1. "Don't be afraid to advocate for yourself because there is nobody who is going to help you more than you."

You are the #1 person who can help your own case. No one knows you as you do, therefore no one will be able to help you more than you can help yourself. A lot of things are mental, so once you can convince yourself that you deserve something (whatever it may be) you can convince anyone. Another saying goes along with this, on the flip side: "No one can diminish you but yourself." You are in control of your own self-perception, and you are very much capable of being your own worst enemy.

2. "Stand behind your reputation because you can never get it back."

My mom sent this to me the other day. Be who you are, and do it proudly. Especially with meeting people for the first time, you can never have a second chance at a first impression. That being said, if people view you in a bad light, figure out why that is and fix it. You may not be able to change someones initial thoughts of you, but you can change the way they view you after that.

3. "The best things in life happen unexpectedly."

"Life is what happens when you're busy making plans," also goes along with this. Trying to plan out every little detail of your life is only going to lead to disappointment. Sometimes you find the best things/what you're looking for when you're not actually looking. Just go through the motions and things will work out the way they are supposed to.

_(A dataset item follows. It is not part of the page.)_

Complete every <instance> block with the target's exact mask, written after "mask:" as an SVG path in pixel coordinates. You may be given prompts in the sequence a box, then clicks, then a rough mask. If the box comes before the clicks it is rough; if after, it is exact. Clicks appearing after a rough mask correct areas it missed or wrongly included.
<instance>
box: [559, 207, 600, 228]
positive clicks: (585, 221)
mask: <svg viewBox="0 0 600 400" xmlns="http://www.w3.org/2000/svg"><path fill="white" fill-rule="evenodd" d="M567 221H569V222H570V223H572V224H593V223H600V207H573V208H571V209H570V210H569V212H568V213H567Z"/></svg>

4. "Be proud of your accomplishments, no matter how small."

It's important to celebrate the little things. Did you go to class today? Good for you. Did you decide to drink water instead of a soda? That's awesome. How are you going to work up to doing bigger and better things if you don't have anywhere to start?

5. "Whatever you're stressing about now probably won't matter in five years."

As someone who is often eaten away by their own worry and anxiety, this is a mantra that I try to constantly remind myself. While it may seem like a big deal now, you need to keep in mind the bigger picture. Will it matter in 5 hours? 5 days? 5 months? And so on. If the answer is no to ANY of these questions, it's probably not worth beating yourself up over.

6. "Stop being the 'go to' person for someone you can't go to."

Someone tweeted that their pastor said this to them and the tweet went viral. A friend of mine sent it to me, and it really made me think. Something I have struggled with over the years is making excuses for people who don't show up for me when I am constantly there for them. This is a helpful reminder that if they aren't contributing to you and your life, you shouldn't have to bend over backward to help them out and be in their lives.

7. "Two wrongs don't make a right."

While this is often a saying that parents use on their young children, it is applicable to pretty much any stage of life. My parents, especially my dad, have constantly said this, whether it was in reference to fighting with my siblings or dealing with people at school. Even as a 20-year-old, I find myself saying this when I hear about arguments and problems people are having. Everyone wants to get even, to best those who hurt them. While it's important to stick up for yourself, it is also important to be the bigger person and not stoop to their level (and whatever else your parents told you in these situations).